Brash sailed those seas knowing both from his research and from Rob’s autobiography what life was like aboard those whaling ships. “The whole concept and thought of whaling is an incredibly painful one to contemplate,” tells Brash, “when I’ve been a conservationist my entire life. It’s painful just to think at the first level of harvesting, as they did, and even more to the point, harvesting a highly intelligent mammal with culture, and just the physical pain obviously it brought. And on top of that, what it did to the entire social structure of various whale species. It broke up families, it broke up entire breeding systems, it broke up breeding grounds, it created havoc among them. And, as we know, many of the species have never really returned.”
Brash lays out the whole harvesting process in his riveting chapter on “The Crimson Sea.” But notes how Rob in his log and autobiography never addresses that pain of whale killing.
“He clearly and explicitly avoids delving into the tragedy among the whales that he and his compatriots caused.” Returning and taken in by his Baltimore community, and then writing his autobiography in his 60’s, “He decides to leave some of the more or less savory aspects of his time on the side.”
In New Zealand Brash, with his degree in forest science, traveled to the different sites on the North Island where Rob was harvesting the ancient Kauri trees, and then “the other species of kahikatea there.” Brash would arrive to see tree plantations. “You’ve missed the worst part, which is clearing the old growth, which is truly gut-wrenching. But even on a plantation that’s been in place for 40 or 50 years, obviously you’re displacing all the wildlife. There’s not very little left in New Zealand that’s either not pastureland or established plantation forests.”

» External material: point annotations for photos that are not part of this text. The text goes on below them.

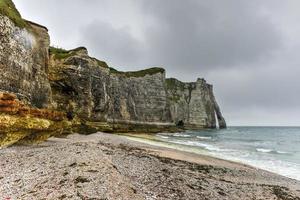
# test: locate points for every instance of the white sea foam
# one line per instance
(204, 138)
(162, 136)
(181, 135)
(264, 150)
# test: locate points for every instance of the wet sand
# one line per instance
(105, 166)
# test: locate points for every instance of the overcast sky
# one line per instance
(249, 50)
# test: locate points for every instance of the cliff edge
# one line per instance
(87, 94)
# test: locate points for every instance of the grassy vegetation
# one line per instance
(60, 53)
(7, 8)
(174, 84)
(140, 73)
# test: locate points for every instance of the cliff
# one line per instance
(89, 94)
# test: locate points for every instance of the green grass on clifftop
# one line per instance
(7, 8)
(60, 53)
(140, 73)
(174, 84)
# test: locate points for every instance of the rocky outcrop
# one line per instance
(193, 105)
(88, 88)
(22, 123)
(24, 61)
(36, 80)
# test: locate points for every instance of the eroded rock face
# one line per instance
(36, 79)
(24, 61)
(91, 90)
(193, 105)
(22, 123)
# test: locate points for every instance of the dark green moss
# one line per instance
(7, 8)
(140, 73)
(174, 84)
(60, 53)
(101, 63)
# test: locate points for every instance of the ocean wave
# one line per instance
(181, 135)
(163, 136)
(198, 144)
(204, 138)
(262, 150)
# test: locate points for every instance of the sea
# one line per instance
(275, 149)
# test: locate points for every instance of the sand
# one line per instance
(105, 166)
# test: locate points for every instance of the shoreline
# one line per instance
(194, 150)
(106, 166)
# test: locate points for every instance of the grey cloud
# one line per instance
(247, 49)
(199, 35)
(109, 43)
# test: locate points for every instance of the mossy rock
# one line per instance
(141, 73)
(174, 84)
(8, 8)
(60, 53)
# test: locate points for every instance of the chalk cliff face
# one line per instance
(193, 104)
(88, 88)
(24, 61)
(85, 94)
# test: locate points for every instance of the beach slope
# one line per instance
(104, 166)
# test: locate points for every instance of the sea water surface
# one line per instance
(276, 149)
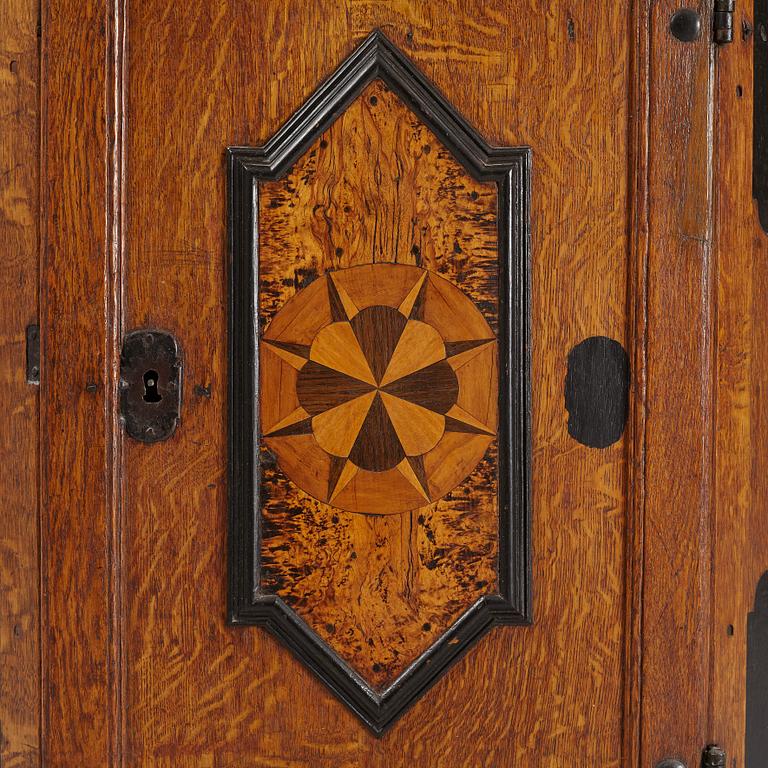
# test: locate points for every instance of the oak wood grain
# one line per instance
(740, 527)
(678, 396)
(19, 406)
(80, 715)
(200, 693)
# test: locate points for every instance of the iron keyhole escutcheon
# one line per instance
(150, 385)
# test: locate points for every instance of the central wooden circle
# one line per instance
(393, 399)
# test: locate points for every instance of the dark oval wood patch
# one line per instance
(597, 391)
(756, 747)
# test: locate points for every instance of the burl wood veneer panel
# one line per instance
(391, 267)
(379, 189)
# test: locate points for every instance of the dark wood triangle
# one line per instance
(378, 329)
(337, 467)
(299, 428)
(454, 425)
(377, 447)
(417, 311)
(417, 465)
(457, 347)
(301, 350)
(338, 313)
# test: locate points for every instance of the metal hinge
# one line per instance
(722, 21)
(33, 354)
(714, 757)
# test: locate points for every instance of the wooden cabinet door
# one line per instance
(436, 471)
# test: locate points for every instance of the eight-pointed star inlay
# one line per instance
(392, 403)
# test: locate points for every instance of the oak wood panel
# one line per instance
(678, 437)
(19, 567)
(740, 524)
(199, 693)
(77, 385)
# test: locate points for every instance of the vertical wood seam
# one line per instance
(113, 298)
(637, 300)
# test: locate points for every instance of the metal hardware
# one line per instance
(760, 113)
(714, 757)
(150, 385)
(33, 354)
(685, 25)
(722, 21)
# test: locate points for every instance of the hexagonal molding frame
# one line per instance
(509, 170)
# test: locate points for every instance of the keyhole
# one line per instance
(151, 395)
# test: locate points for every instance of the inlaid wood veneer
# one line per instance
(389, 405)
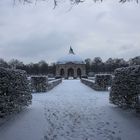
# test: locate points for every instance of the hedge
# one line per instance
(14, 91)
(125, 88)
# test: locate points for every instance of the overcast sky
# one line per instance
(32, 33)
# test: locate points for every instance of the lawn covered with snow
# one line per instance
(72, 111)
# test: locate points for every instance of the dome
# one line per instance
(70, 58)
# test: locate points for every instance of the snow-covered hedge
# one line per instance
(101, 83)
(39, 83)
(14, 91)
(103, 80)
(126, 87)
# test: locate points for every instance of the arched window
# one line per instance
(70, 72)
(79, 72)
(62, 72)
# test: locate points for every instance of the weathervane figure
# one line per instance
(71, 50)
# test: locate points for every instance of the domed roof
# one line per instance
(70, 58)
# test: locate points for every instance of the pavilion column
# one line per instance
(75, 73)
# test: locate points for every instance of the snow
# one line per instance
(73, 58)
(72, 111)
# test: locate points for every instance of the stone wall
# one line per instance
(125, 89)
(41, 84)
(14, 91)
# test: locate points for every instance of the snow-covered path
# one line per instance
(72, 111)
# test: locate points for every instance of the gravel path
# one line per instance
(72, 111)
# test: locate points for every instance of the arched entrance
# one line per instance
(62, 72)
(79, 72)
(70, 72)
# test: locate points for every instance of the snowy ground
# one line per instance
(72, 111)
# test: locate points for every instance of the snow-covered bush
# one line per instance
(126, 87)
(103, 80)
(39, 83)
(14, 91)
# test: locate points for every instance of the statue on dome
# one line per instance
(71, 50)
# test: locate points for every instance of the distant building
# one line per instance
(70, 65)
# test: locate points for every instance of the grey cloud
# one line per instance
(32, 33)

Brash begins his last chapter, reflectively called “The Infinite Abyss” with “Perhaps after all this reflection, on family history and the fate of our planet, I am in too deep.” But he continues, “We need to assess the planet’s carrying capacity, and our interactions with our biological partners on this our one and only home, Earth.” He then appropriately quotes from Herman Melville’s “Moby Dick” [published at the beginning of Rob’s odyssey]. “Melville had wondered, even 170 years ago, ‘whether Leviathan can long endure so wide a chase, and so remorseless a havoc; whether he must not at last be exterminated from the waters, and the last whale, like the last man, smoke his last pipe, and then himself evaporate in the final puff.’”
So, is this what Brash is pointing to in his book title of “Whaler At Twilight?” He responds, “A Whaler at Twilight – is it the twilight of whaling? Is it the twilight of that whaler, or is it a whaler contemplating the twilight of his morality? I didn’t have an answer, that’s why it was sort of a cool title.”